April 30th, 2009 by Alex Neihaus
In a very interesting post on his Gartner blog, Jim Sinur asks, “What is the greatest hurdle facing BPM?” He then describes three “top choices” on which (unsurprisingly) we have an opinion.
The first challenge Jim raises is “enabling people,” writing “While BPM has been helping with ‘heads down’ process workers for a while now, BPM needs to move to supporting more people activities.”
We violently agree. ActiveVOS was the first BPMS to ship a complete and standards-based capability to integrate human tasks with automated business processes (check out Dana Gardner’s BriefingsDirect Analyst Insight Edition podcast on BPEL4People). ActiveVOS is specifically designed to integrate people flexibly into end-to-end, completely integrated processes. And, boy, has this been a winner for us in our product. I can’t think of a customer who has deployed ActiveVOS in the last two quarters that hasn’t integrated human workflow into their processes. The reason this has been so popular among customers? It’s now easy to do…and it’s open.
The second challenge Jim talks about is “leveraging information.” Jim writes:
While BPM works well with structured data and content management capabilities, BPM needs to embrace events beyond the progress of business activities in the known paths of a pre-defined process. Process will need to support more information around the context in which the process is running in at the moment. What is the effect of markets, geographies or the state of the partner chain that the process is operating within right now? This means close ties to complex event processing and intelligent decision management. This would not only include the current state of the process, but would include past trends to optimize process outcomes.
This is the proverbial softball for ActiveVOS. Only ActiveVOS includes an integrated CEP engine. Why integrate CEP into a BPMS? Because if you do it well (and we think we did), you make it possible for BPM applications to add CEP capabilities as needed, delivering just the kind of flexibility Jim is seeking. In ActiveVOS, CEP is a deployment time option. You don’t have to change the the process to take advantage of CEP, and the normal BPMS execution engine generates all the events and stream data needed for the CEP processor. It’s a snap to leverage information this way…and thereby overcome one more hurdle to widespread BPM adoption.
Finally, Jim writes about “scope of impact.” Jim says, “Expanding BPM’s influence to innovative end to end processes that are linked to important value chains will test what BPM really brings to the party.”

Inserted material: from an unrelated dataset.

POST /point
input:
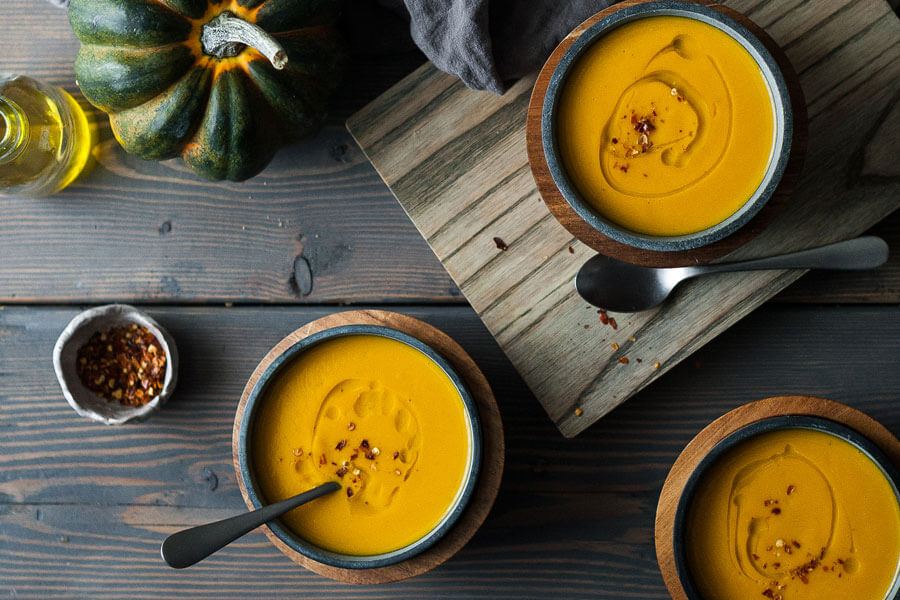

We couldn’t agree more. We believe that the sustaining competitive difference between ActiveVOS and “pretty picture” BPMSs (the ones that claim you can punch a button and magically deploy a complex end-to-end process) is our emphasis on integration. We believe in model-based execution. We are true believers that business analysts have to be driving the development of business processes. But we are also fervent believers that to achieve the impact Jim describes requires BPMS technology that integrates all the existing applications and data that are central and not-so-central to the process. Those resources are likely to be inside the IT infrastructure today — and the BPMS needs to maniacally focus on making it easy for IT to leverage them into new processes. I read Jim’s comments to mean that far from going around IT, he’s calling for exactly the kind of collaboration between end users, business analysts and IT that we are designing our product to promote.
We think the road ahead for BPM has some curves…but is otherwise clear ahead.